Terselip rasa bangga ketika sms
dari adik kelas itu kubaca. Merasa menjadi seseorang yang di ajeni kalo bahasa jawanya. Ketika sore
itu Rohis mengadakan lomba MTQ tingkat sekolah untuk menyeleksi peserta yang
akan diwakilkan mewakili sekolah dalam lomba tingkat kecamatan beberapa minggu
lagi, aku beserta dua orang lagi temanku dimintai bantuan untuk menjadi dewan
juri dalam salah satu cabang lomba yang dipertandingkan.
Kupersiapkan
segala keperluan untuk menyambut hari itu, salah satunya adalah penampilanku.

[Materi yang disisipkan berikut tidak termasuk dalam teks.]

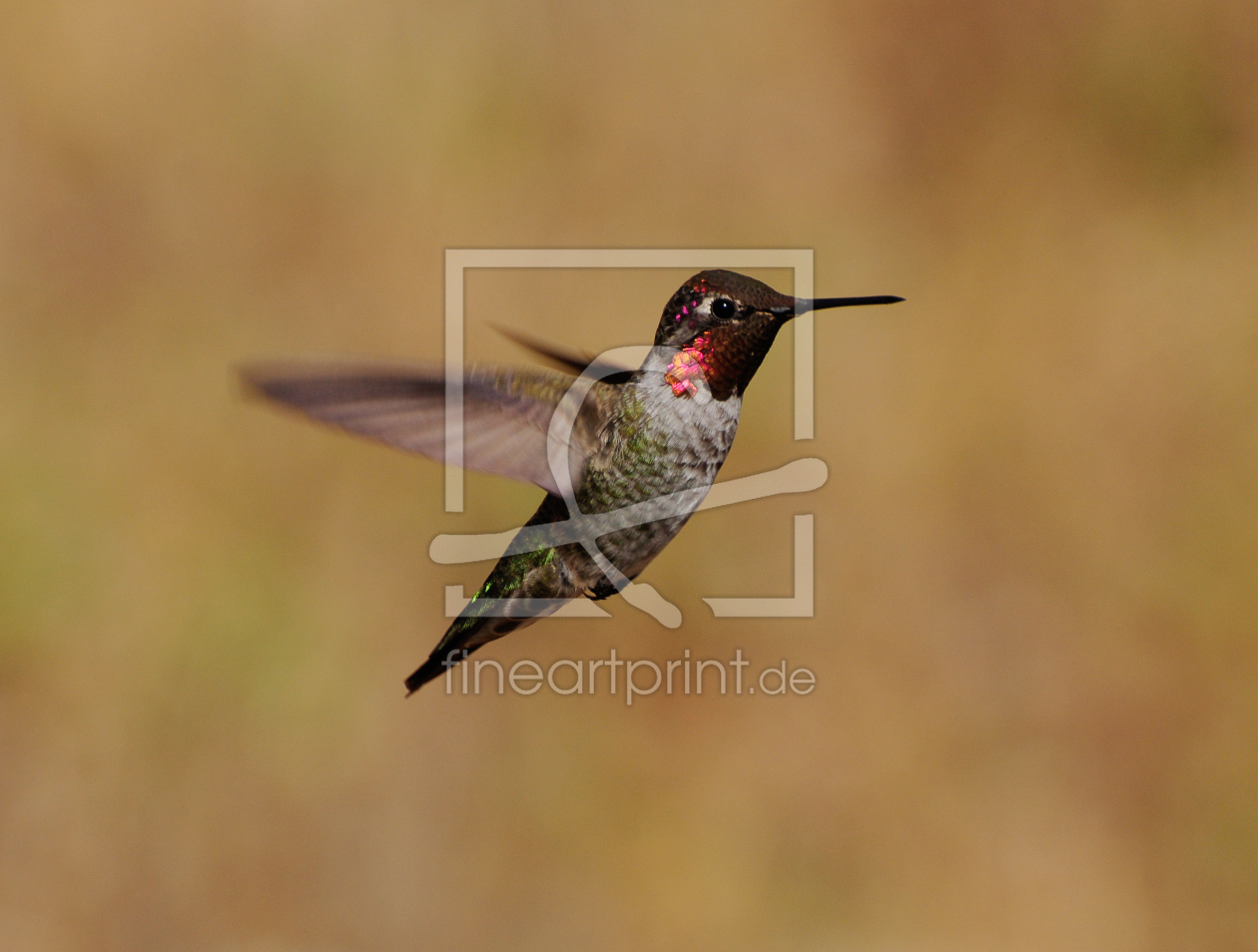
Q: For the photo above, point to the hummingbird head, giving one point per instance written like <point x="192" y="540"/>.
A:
<point x="724" y="323"/>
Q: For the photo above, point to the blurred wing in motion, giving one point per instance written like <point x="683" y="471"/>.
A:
<point x="570" y="360"/>
<point x="506" y="412"/>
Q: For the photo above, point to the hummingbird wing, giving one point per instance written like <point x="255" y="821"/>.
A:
<point x="570" y="360"/>
<point x="506" y="411"/>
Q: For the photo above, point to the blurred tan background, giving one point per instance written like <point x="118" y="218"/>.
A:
<point x="1035" y="723"/>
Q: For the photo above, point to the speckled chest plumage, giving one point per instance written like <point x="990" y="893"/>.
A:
<point x="654" y="443"/>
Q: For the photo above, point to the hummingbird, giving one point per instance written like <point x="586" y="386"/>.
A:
<point x="661" y="431"/>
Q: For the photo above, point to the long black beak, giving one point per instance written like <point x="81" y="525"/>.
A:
<point x="804" y="304"/>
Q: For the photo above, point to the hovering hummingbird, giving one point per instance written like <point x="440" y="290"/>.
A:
<point x="634" y="436"/>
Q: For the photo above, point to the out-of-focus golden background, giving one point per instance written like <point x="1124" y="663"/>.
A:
<point x="1035" y="724"/>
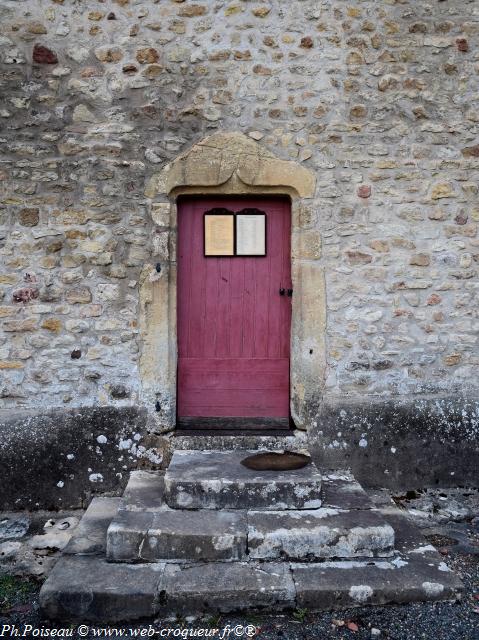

Karena aku percaya bahwa kesan pertama orang yang bertemu dengan kita adalah
dari penampilan. Saat itu kukenakan baju kotak-kotak perpaduan warna hitam,
coklat, dan merah tua, rok hitam dan jilbab merah marun. Perpaduan yang manis
sekali. Plus ditambah sepatu hitam yang menambah keanggunan langkahku.
Tapi
lihatlah, baru kusadari bahwa saat itu ada satu hal teramat penting yang
kulupakan, itulah yang kemudian meyebabkan Allah menegurku dengan sangat halus.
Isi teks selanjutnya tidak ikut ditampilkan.